A Polymath lida com o segundo obstáculo ― o tamanho do mercado doméstico da Colômbia ― através de modelos de negócios voltados para a expansão das empresas que desenvolve. As empresas da Polymath têm como propósito interagir com as oportunidades e tendências de mercado que afetam inúmeros países latino-americanos. A crescente classe média da região é uma tendência subjacente. Por exemplo, o aumento da renda per capita resultou no crescimento espetacular de veículos particulares em países como a Colômbia e o Peru. Contudo, quando os proprietários levam seus carros para o conserto, as opções geralmente são limitadas a oficinas informais ou a departamentos de serviços caros das concessionárias. A Autolab, uma das concessionárias da Polymath, pretende ser a terceira opção, proporcionando um serviço de alta qualidade a um preço razoável. Conforme explica Kirvan, a Polymath investe em ideias que ela acredita que possam representar proposições de valor estimadas em US$ 1 bilhão ou mais.

Os modelos regionais de crescimento são especialmente promissores na América Latina por uma série de razões ― algumas delas novas e outras antigas. A semelhança e a compatibilidade cultural de muitos países da América Latina facilitam a entrada de empresas novas no mercado. Embora seja um equívoco negar a diversidade interna da região, fatores como a existência de um mesmo idioma têm sido a base para expansões internacionais bem-sucedidas na região desde a década de 1980. O Grupo Bimbo, por exemplo, empresa de comida mexicana de US$ 11 bilhões, firmou posições sólidas nos mercados latino-americanos no decorrer das últimas três décadas. Atualmente, o crescimento de instituições multilaterais como a Aliança do Pacífico entre Chile, Colômbia, México e Peru uniu vastos segmentos da América Latina como nunca antes. Como o investimento e as pessoas transitam mais livremente na região, os planos de expansão se tornam mais atraentes.

Além da curva do poder

Embora boa parte do projeto empreendedor da Colômbia tenha como objetivo replicar o sucesso de ecossistemas avançados como o do Vale do Silício, há um motivo para acreditar que os novos empreendimentos de risco da Colômbia se comportarão e crescerão de maneira distinta daqueles situados na América do Norte dada a diferença fundamental no perfil de risco dos investimentos em cada lugar.

Uma distinção fundamental está no conceito de “curva do poder” que Peter Thiel usou para caracterizar sua experiência como empreendedor e investidor nos EUA. As start-ups norte-americanas raramente são bem-sucedidas.
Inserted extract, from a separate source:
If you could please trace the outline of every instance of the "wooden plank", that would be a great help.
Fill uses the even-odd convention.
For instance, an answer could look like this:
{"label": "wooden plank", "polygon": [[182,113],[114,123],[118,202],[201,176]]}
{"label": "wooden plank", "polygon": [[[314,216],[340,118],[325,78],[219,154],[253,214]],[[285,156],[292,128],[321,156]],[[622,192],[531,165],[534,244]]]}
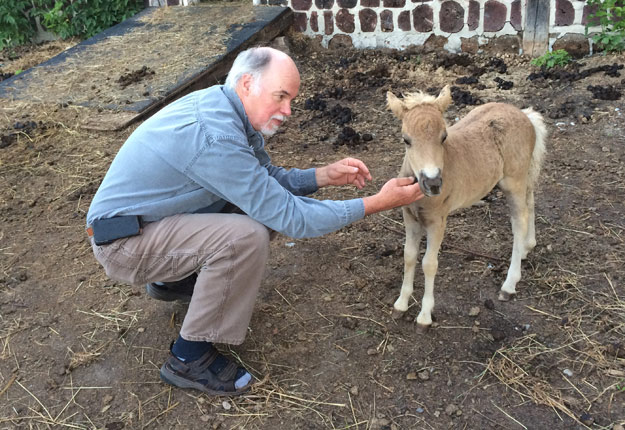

Thiel explica que sua empresa de capital de risco, a Founders Fund, teve apenas um sucesso extraordinário uma única vez em dez. Além disso, boa parte do valor gerado por essas empresas extraordinárias só deverão vir à tona no final de alguns anos. O investidor de risco nos EUA sempre aposta no que pode dar certo.

Em comparação, o perfil de risco de uma empresa colombiana é totalmente distinto. São poucos os fundos de capital de risco que competem por contratos. Muitas indústrias visadas estão cheias de empresas frágeis, fragmentadas e informais que não podem competir com profissionais de primeira linha, com o modelo certo de negócio ou capital suficiente. As start-ups que dão certo tendem a gerar capital muito mais depressa do que nos EUA. As cotações não se equipararão aos níveis estratosféricos do Vale do Silício, mas o sucesso na Colômbia será mais barato e mais frequente quando as empresas combinarem o capital, os profissionais e o conhecimento certos.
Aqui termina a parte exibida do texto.